Vito Acconci, referência da body art, fala sobre o fim da era das performances e de como quis "grudar na arquitetura"
Artista norte-americano que agora trabalha como arquiteto dá palestra hoje em festival de performances que vai até domingo no Rio
DA REPORTAGEM LOCAL
Quando se escondeu sob o piso de uma galeria e se masturbou oito horas por dia gritando
fantasias sexuais por entre as
frestas do chão, Vito Acconci
tentou fundir arte e arquitetura. Sêmen foi a argamassa da
construção, um dos pontos de
partida da chamada body art.
"Seedbed", sua obra de 1972,
veio um ano depois que Chris
Burden levou um tiro no braço
em outra ação artística em galeria e pouco antes de despontarem performers como Ana
Mendieta e Marina Abramovic.
"Era a linguagem do tempo,
todos faziam isso na época", diz
Acconci, em entrevista exclusiva à Folha. Ele participa hoje,
no Rio, do festival Presente Futuro Vol. 2, no Oi Futuro.
Se havia então uma "corrente do tempo" ligando o artista a
Burden, Bruce Nauman e até
ao rock de Neil Young, Acconci
está por trás do amálgama de
arte com arquitetura que se
desdobra agora como vertente
turbinada na arte contemporânea. Não à toa, faz tempo que
não se diz artista e comanda
um escritório de arquitetura.
"Minha presença nas performances estava começando a
me incomodar, não queria que
me vissem toda hora, num culto à personalidade", diz Acconci. "Preferi me fundir ao espaço, fazer parte da arquitetura."
Depois de se vendar e ameaçar espectadores com barras de
chumbo e de ações em que tentava abrir à força os olhos bem
fechados de sua namorada,
quis sair de cena e tornar o público em usuário de sua obra.
"Nessa onda de me autoexaminar, descobri que a personalidade não é essa joia preciosa
que tentamos lapidar, o corpo
já não é mais importante", afirma. "Nunca tive um lugar na
arte porque não queria espectadores, queria participantes,
habitantes das minhas obras."
Acconci também morou numa espécie de obra. Viveu anos
no mesmo loft em que Gordon
Matta-Clark testou suas alterações arquitetônicas.
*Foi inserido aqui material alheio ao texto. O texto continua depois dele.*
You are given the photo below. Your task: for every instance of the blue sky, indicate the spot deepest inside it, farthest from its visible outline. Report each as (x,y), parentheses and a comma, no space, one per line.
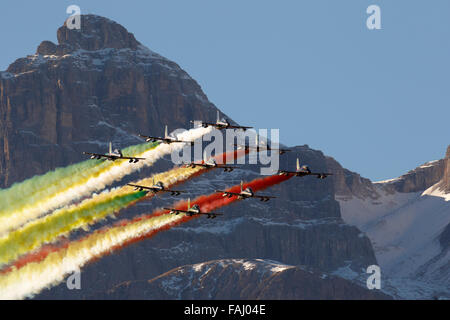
(378,101)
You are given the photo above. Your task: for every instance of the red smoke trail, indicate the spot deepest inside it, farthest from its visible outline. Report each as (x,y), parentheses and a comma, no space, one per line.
(206,203)
(43,252)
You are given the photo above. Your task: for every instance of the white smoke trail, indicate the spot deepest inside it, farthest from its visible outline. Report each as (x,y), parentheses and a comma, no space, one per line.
(96,183)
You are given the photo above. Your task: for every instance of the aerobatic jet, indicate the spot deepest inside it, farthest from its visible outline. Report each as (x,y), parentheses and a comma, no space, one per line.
(167,138)
(155,188)
(193,211)
(245,193)
(210,163)
(259,147)
(222,124)
(113,155)
(304,171)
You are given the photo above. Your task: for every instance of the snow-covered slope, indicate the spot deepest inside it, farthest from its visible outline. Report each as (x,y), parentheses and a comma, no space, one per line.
(405,229)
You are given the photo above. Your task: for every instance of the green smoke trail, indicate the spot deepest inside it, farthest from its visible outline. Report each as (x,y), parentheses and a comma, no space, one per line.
(61,222)
(33,189)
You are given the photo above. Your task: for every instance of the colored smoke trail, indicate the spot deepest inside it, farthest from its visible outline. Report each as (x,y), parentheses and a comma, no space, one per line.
(94,183)
(31,190)
(66,220)
(49,266)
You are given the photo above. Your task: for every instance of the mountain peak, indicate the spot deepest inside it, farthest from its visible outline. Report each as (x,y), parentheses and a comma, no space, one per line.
(96,33)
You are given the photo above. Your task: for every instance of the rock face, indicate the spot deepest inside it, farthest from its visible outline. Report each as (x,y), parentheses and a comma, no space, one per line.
(234,279)
(97,82)
(100,84)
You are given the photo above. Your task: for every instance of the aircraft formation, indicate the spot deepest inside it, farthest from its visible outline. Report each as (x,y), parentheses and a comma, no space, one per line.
(243,194)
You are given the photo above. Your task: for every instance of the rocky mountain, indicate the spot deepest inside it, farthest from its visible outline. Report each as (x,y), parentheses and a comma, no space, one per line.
(99,84)
(408,222)
(233,279)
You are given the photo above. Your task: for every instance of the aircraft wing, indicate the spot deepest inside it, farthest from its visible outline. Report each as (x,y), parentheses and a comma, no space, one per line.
(227,193)
(130,158)
(176,211)
(263,198)
(140,188)
(211,215)
(238,127)
(225,167)
(181,141)
(150,138)
(285,173)
(320,175)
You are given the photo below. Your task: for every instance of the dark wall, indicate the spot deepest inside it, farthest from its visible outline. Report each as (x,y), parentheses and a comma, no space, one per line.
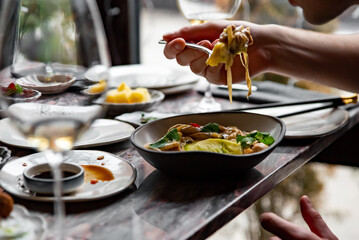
(121,22)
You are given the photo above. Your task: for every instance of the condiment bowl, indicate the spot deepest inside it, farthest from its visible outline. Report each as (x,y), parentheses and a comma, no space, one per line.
(37,178)
(201,163)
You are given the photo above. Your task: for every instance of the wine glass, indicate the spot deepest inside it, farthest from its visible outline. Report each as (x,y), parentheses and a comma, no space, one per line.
(197,12)
(50,37)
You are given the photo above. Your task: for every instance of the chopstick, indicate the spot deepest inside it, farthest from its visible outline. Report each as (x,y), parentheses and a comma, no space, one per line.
(331,102)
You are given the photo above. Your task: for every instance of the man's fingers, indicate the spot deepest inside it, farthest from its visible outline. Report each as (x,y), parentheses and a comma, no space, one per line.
(314,219)
(284,229)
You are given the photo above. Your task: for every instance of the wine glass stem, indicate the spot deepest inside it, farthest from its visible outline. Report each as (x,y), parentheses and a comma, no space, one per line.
(208,92)
(55,159)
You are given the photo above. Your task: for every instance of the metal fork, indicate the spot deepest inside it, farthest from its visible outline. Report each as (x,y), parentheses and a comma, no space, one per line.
(192,45)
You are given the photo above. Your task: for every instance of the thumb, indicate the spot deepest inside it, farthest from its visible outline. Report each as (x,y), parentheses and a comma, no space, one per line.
(314,219)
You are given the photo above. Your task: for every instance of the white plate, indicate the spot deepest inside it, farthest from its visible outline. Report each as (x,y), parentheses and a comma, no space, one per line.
(102,132)
(33,82)
(315,124)
(22,225)
(150,76)
(115,109)
(135,118)
(178,89)
(124,173)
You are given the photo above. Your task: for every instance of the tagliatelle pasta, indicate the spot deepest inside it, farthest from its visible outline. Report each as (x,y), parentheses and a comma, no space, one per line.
(233,41)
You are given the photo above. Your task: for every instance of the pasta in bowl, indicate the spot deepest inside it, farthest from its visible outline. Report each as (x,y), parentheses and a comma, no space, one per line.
(196,162)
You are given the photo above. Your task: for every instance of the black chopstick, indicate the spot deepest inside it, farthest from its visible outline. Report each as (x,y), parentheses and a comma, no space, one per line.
(332,102)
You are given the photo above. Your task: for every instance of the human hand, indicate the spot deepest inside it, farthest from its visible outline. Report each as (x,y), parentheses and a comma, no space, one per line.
(286,230)
(207,35)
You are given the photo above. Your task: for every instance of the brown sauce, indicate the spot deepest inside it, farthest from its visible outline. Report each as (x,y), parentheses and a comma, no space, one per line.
(94,172)
(48,174)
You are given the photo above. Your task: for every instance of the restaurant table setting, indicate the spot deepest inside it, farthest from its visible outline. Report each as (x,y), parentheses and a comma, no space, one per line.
(117,141)
(112,144)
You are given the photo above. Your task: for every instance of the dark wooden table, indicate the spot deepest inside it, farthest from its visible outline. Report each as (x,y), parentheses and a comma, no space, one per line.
(159,207)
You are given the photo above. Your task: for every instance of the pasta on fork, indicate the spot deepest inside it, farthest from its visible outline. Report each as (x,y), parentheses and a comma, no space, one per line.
(232,41)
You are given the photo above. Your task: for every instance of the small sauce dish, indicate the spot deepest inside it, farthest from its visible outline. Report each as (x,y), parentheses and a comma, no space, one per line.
(5,155)
(39,179)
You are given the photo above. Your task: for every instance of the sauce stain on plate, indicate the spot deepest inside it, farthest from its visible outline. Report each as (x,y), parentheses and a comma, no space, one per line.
(94,172)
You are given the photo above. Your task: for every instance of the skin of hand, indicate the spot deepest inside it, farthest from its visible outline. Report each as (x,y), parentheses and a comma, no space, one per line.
(288,231)
(207,34)
(325,58)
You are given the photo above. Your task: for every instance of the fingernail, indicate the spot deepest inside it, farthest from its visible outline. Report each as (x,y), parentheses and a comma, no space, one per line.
(169,34)
(178,46)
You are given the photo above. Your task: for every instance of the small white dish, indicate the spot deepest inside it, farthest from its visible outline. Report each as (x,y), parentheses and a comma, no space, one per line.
(150,76)
(28,95)
(124,173)
(47,85)
(139,118)
(88,93)
(315,124)
(114,109)
(96,73)
(101,132)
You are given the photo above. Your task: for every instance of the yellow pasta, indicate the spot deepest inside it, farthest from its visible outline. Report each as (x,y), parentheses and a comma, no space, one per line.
(233,41)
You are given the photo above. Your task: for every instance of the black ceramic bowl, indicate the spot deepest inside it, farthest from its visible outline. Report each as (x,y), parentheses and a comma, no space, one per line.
(44,185)
(199,163)
(4,156)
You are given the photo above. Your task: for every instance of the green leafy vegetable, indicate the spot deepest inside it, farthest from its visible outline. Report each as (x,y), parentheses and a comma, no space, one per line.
(262,137)
(172,135)
(147,119)
(210,127)
(13,89)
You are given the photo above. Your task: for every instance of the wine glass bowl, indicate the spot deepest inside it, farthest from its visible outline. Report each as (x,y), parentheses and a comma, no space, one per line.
(51,38)
(208,10)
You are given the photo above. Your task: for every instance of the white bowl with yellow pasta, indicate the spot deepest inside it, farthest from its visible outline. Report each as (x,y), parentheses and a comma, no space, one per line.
(116,108)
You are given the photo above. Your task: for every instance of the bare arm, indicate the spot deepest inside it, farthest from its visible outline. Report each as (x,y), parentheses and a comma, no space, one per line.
(288,231)
(324,58)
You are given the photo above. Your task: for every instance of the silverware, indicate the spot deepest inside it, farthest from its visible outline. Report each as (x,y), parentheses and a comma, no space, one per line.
(192,45)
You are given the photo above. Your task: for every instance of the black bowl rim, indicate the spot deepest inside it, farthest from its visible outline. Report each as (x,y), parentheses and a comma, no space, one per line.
(5,153)
(66,179)
(278,140)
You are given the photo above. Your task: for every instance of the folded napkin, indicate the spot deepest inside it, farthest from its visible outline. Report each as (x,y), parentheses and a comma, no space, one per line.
(268,92)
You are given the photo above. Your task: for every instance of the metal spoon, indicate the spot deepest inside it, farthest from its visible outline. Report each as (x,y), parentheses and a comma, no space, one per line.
(192,45)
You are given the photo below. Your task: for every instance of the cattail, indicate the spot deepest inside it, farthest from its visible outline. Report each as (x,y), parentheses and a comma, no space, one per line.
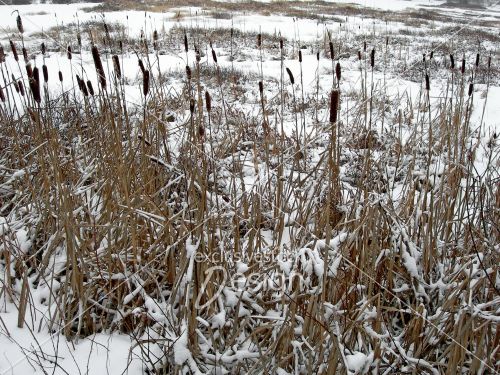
(116,66)
(14,50)
(90,87)
(29,70)
(290,75)
(191,105)
(208,101)
(45,73)
(21,87)
(98,67)
(19,22)
(145,83)
(334,105)
(35,85)
(141,66)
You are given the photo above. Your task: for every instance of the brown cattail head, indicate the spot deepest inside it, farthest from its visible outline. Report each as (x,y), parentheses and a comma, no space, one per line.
(191,105)
(98,67)
(116,66)
(45,73)
(14,50)
(90,88)
(35,85)
(19,22)
(334,105)
(290,75)
(145,83)
(21,87)
(208,101)
(29,70)
(141,66)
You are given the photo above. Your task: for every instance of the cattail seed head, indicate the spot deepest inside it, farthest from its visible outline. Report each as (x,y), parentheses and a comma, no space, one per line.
(19,23)
(21,87)
(14,50)
(290,75)
(116,66)
(145,83)
(208,101)
(98,66)
(334,105)
(45,73)
(90,88)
Era o artista que ficou conhecido por
furar, rachar e desconstruir
prédios em Manhattan e pelo
mundo. Esse frescor voraz vai
respingar depois nos projetos
arquitetônicos de Acconci.
"Ele fazia suas obras no espaço urbano removendo coisas,
não acrescentando", lembra.
"Arquitetura totalitária"
Acconci então passou a esvaziar galerias e destacar a construção do espaço. Na instalação
"Instant House", visitantes
acionavam um mecanismo que
fazia brotar do piso portas, paredes, janelas. "Queria grudar
na arquitetura a todo custo."
Mas uma vez colado nela,
perguntava o que fazer. Uma de
suas obras era uma mesa no espaço expositivo que se prolongava para fora da janela, uma
espécie de trampolim sobre a
cidade lá embaixo. Sua voz gravada era um discurso sem rumo, como se antecipasse a angústia da vida coagida pela arquitetura e convidasse seu público a mergulhar no asfalto.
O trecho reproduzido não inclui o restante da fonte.